In the second panel on the nineteenth century, SHARI RABIN (New Haven) considered how two influential Jewish-American periodicals in the nineteenth century helped readers recreate Jewish life in America in places where there was little Jewish infrastructure, forging a more coherent Jewish-American identity. Through reprinted sermons, local news, advice and advertisements, these periodicals enabled Jewish Americans to connect with one another, advertise or find Jewish products or services, and figure out what Jewish life should look like in America. Rabin highlighted the influential role of the periodicals’ editors in particular who served as de facto religious authorities for defining legitimate Jewish religious practice in the absence of formal institutional structures.
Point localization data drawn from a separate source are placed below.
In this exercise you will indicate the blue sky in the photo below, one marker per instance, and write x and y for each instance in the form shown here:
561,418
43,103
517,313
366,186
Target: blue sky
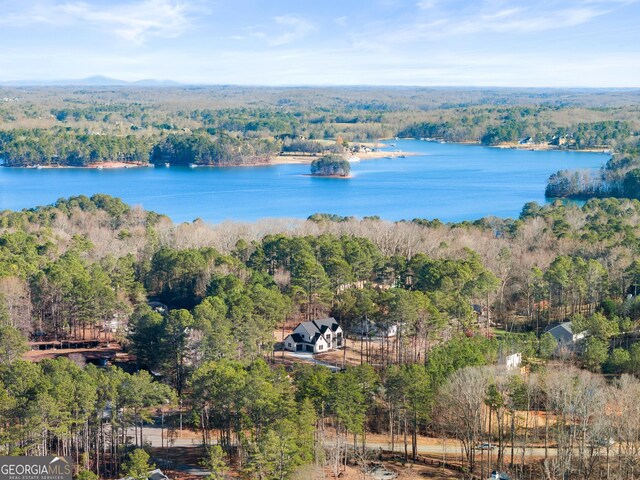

In a similar vein, JOHN GIGGIE (Tuscaloosa, AL) and JULIUS BAILEY (Redlands, CA) examined how Black periodical editors and readers contributed to Black religious discourse after the Civil War through the “letter to the editor” section, seeing this as a site of public testimony. Giggie focused on how black periodicals helped strengthen black denominational identity and forged a broader transdenominational Black sacred identity, while also contributing to the splintering of Black denominations over questions about the “worldliness” of material Christianity. Meanwhile, Bailey showed how letters to the editor of black denominational periodicals engaged not just denominational issues but broader social and racial issues such as black migration to the West, emigration to Africa, or the use of “African” in the title of the A.M.E. church.
As a segue to the panel on mission periodicals and transregional religious networks, GISELA METTELE (Jena) offered the case study keynote on Moravian communicative networks and global community. She challenged the dominant assumption that print is a more effective means of communication for promoting close knit religious communities. She noted that scribing and printing coexisted until the mid-nineteenth century in the Moravian movement, with manuscripts playing a central role in fostering global unity for the highly mobile pilgrim group in the 18th and early 19th century. The exclusivity of handwritten manuscripts of news circulated within the Moravian community promoted a stronger sense of community consensus. Despite – or because of the challenges of timely communication – the ritualized reading of the community news each month enforced mutual solidarity and promoted “the mental contraction of space,” as groups around the Atlantic participated in the “imagined community” of the Gemeine. In the early nineteenth century, community news began to appear in print form and in local or national languages instead of German. While the use of print instead of manuscripts was not necessarily the cause of diminished closeness, it was an indicator of shifting Moravian identity and national identification.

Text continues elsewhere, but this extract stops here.